Re: [PATCH] vfio/pci: Support error recovery

From: Michael S. Tsirkin
Date: Tue Dec 13 2016 - 11:13:46 EST


On Mon, Dec 12, 2016 at 08:39:48PM -0700, Alex Williamson wrote:
> On Tue, 13 Dec 2016 05:15:13 +0200
> "Michael S. Tsirkin" <mst@xxxxxxxxxx> wrote:
>
> > On Mon, Dec 12, 2016 at 03:43:13PM -0700, Alex Williamson wrote:
> > > > So just don't do it then. Topology must match between host and guest,
> > > > except maybe for the case of devices with host driver (e.g. PF)
> > > > which we might be able to synchronize against.
> > >
> > > We're talking about host kernel level handling here.
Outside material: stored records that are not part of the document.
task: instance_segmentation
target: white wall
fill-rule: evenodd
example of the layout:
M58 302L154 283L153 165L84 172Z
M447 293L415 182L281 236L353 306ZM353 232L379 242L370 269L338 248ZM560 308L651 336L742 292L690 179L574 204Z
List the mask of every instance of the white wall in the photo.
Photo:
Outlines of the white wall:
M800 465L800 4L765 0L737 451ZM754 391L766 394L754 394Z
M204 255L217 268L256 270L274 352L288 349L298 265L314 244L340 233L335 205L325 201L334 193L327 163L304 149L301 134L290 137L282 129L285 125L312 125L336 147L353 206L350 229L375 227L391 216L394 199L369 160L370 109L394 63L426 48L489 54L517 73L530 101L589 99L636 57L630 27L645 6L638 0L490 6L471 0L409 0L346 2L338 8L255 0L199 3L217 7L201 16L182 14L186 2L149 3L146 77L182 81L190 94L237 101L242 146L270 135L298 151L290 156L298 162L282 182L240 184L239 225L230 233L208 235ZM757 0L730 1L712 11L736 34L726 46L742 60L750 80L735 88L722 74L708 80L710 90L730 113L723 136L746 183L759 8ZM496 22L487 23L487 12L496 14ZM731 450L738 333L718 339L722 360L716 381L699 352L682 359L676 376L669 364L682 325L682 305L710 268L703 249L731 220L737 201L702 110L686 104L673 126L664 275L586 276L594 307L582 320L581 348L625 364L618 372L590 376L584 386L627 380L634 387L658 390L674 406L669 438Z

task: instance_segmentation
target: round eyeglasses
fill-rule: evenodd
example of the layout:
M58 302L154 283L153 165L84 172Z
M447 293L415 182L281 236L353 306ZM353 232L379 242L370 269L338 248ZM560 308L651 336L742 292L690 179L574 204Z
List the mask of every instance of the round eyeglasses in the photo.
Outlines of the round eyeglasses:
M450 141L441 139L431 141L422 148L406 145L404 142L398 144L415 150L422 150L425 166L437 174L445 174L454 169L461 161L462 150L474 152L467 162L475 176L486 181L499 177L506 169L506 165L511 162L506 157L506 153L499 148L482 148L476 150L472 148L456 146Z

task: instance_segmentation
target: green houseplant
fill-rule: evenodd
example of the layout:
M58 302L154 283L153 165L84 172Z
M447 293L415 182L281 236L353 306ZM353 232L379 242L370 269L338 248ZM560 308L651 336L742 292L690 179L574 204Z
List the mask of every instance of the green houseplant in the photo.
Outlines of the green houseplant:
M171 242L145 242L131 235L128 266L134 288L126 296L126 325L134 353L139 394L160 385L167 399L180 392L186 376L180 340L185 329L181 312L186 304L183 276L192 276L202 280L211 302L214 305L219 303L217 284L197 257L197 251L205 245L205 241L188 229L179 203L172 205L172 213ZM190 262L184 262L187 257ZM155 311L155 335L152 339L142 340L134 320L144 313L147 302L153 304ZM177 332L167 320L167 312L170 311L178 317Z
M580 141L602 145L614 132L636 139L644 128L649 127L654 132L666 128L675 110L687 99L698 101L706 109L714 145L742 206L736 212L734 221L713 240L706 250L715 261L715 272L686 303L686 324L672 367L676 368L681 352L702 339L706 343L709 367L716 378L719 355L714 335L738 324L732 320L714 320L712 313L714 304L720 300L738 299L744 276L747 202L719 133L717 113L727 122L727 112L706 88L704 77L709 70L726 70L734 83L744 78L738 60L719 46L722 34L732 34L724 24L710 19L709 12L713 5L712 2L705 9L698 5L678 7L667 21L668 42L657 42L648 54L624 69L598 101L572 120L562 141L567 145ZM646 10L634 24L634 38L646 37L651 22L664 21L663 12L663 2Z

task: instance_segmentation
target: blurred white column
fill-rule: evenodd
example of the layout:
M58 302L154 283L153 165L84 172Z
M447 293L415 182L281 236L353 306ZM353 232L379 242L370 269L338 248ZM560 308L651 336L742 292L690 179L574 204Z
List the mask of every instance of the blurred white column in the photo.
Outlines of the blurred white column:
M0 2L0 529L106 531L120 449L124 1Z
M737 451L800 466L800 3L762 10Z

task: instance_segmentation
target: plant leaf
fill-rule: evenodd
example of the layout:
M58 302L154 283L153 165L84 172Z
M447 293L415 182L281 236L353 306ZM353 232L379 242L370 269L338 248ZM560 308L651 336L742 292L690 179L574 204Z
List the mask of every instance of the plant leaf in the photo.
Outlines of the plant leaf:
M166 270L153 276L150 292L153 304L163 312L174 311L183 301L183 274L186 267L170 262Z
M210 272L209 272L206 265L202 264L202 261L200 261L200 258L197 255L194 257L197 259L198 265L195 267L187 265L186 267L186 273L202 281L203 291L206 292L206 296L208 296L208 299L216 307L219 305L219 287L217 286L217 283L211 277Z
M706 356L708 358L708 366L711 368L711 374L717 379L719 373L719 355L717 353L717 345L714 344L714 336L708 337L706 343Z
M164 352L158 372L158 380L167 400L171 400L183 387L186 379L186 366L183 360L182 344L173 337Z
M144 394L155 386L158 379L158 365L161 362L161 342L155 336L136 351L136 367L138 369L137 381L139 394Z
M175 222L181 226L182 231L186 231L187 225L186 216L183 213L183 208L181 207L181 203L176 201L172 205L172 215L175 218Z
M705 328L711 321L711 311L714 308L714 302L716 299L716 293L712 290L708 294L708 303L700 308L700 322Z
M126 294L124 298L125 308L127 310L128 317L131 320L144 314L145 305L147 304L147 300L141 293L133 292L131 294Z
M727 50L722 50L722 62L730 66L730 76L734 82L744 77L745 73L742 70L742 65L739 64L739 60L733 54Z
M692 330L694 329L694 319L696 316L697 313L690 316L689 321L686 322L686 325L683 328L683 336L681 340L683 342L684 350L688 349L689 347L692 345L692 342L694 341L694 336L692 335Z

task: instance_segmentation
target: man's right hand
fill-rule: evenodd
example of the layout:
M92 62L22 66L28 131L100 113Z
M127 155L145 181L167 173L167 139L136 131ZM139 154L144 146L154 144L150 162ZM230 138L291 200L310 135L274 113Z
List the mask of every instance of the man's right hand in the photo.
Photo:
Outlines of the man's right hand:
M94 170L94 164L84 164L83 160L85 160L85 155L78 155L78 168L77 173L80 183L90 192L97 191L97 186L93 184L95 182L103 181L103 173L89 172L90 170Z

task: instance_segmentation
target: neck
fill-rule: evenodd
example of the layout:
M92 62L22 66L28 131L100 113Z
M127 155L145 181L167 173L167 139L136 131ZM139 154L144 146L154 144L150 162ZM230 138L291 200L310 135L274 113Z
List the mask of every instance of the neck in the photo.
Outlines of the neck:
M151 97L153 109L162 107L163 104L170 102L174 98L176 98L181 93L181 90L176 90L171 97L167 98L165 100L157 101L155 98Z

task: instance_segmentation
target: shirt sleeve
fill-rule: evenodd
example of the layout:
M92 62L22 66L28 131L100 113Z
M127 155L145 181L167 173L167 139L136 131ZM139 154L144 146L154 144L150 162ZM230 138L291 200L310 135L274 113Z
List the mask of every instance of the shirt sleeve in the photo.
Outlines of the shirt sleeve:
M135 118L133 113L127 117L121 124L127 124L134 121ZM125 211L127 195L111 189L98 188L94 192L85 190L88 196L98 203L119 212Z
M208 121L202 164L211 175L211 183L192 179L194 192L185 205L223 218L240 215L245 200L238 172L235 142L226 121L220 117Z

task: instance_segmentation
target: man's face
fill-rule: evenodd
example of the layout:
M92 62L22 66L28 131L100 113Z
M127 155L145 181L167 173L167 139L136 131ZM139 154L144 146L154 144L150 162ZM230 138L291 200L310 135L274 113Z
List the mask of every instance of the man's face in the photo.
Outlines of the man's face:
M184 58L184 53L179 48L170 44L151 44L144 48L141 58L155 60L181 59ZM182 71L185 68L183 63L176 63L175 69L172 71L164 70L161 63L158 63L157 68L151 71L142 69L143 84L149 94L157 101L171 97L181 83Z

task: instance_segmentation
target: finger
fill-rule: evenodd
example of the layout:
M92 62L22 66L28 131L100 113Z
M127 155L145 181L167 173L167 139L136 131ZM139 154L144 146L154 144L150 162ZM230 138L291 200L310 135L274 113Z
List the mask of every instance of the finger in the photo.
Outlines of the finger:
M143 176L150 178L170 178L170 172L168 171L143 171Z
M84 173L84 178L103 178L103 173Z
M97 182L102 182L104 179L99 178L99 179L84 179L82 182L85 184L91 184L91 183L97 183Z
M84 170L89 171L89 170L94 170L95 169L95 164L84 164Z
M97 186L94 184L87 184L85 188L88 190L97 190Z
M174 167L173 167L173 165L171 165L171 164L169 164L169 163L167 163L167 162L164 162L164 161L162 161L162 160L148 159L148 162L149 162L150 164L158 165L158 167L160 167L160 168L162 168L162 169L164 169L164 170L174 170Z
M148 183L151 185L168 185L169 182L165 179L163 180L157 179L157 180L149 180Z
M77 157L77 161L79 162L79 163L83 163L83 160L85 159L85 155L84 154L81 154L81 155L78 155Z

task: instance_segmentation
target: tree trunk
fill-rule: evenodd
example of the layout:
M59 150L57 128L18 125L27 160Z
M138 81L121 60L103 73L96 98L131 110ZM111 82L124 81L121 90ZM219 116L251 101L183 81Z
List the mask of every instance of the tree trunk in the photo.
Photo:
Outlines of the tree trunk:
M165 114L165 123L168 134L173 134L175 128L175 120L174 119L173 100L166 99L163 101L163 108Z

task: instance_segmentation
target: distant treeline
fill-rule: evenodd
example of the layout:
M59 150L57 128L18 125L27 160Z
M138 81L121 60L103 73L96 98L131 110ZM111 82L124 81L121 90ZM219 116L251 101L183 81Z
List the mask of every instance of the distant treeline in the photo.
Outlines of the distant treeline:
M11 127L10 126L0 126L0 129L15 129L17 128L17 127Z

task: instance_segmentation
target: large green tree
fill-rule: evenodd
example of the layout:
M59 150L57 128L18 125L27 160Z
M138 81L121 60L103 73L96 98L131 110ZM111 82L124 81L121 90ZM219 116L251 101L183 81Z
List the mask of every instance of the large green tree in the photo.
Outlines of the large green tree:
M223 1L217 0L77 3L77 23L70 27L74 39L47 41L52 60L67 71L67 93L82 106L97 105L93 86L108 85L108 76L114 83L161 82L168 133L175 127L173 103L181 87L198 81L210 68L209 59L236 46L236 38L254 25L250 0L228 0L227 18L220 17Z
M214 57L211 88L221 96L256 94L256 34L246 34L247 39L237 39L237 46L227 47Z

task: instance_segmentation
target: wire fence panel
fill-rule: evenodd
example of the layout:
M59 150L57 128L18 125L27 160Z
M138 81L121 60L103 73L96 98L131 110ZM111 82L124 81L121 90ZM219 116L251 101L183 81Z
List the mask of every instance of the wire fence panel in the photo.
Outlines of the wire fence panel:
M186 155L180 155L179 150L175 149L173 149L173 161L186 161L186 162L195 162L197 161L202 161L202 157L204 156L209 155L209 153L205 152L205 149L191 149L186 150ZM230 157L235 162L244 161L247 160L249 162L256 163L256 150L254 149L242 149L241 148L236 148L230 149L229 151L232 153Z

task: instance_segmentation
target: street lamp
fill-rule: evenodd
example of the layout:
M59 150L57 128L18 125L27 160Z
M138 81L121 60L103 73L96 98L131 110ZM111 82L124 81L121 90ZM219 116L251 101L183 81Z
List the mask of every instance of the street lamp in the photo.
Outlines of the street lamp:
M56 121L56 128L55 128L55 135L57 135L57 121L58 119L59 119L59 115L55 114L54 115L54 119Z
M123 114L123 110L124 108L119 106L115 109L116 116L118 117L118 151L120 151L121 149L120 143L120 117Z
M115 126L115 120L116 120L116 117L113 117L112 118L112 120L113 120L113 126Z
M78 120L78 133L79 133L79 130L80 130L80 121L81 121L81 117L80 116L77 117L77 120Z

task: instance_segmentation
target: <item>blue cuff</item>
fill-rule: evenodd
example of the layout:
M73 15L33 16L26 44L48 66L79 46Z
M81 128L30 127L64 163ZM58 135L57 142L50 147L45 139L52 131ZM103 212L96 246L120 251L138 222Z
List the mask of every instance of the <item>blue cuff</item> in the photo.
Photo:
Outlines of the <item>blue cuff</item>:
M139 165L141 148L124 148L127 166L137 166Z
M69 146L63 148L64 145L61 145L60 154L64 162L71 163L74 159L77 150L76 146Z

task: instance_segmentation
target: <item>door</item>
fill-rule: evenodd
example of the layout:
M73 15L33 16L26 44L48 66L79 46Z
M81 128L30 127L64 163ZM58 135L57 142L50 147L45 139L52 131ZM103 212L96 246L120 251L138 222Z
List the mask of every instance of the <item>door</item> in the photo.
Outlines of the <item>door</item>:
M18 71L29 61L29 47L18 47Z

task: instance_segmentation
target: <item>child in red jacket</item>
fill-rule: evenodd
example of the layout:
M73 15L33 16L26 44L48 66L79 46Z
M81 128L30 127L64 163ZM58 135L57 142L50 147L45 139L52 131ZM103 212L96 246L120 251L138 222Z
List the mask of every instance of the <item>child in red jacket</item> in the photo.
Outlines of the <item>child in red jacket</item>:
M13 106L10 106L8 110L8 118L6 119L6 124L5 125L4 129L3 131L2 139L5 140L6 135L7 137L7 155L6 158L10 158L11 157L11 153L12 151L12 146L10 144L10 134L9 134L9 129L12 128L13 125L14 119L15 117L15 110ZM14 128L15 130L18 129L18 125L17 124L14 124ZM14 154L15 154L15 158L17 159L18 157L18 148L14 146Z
The host kernel
> > > cannot defer the link reset to the user under the assumption that the
> > > user is handling the devices in a very specific way. The moment we do
> > > that, we've lost.
> >
> > The way is same as baremetal though, so why not?
>
> How do we know this? What if the user is dpdk? The kernel is
> responsible for maintaining the integrity of the system and devices,
> not the user.
>
> > And if user doesn't do what's expected, we can
> > do the full link reset on close.
>
> That's exactly my point, if we're talking about multiple devices,
> there's no guarantee that the close() for each is simultaneous. If one
> function is released before the other we cannot do a bus reset. If
> that device is then opened by another user before its sibling is
> released, then we once again cannot perform a link reset. I don't
> think it would be reasonable to mark the released device quarantined
> until the sibling is released, that would be a terrible user experience.

Not sure why you find it so terrible, and I don't think there's another way.

--
MST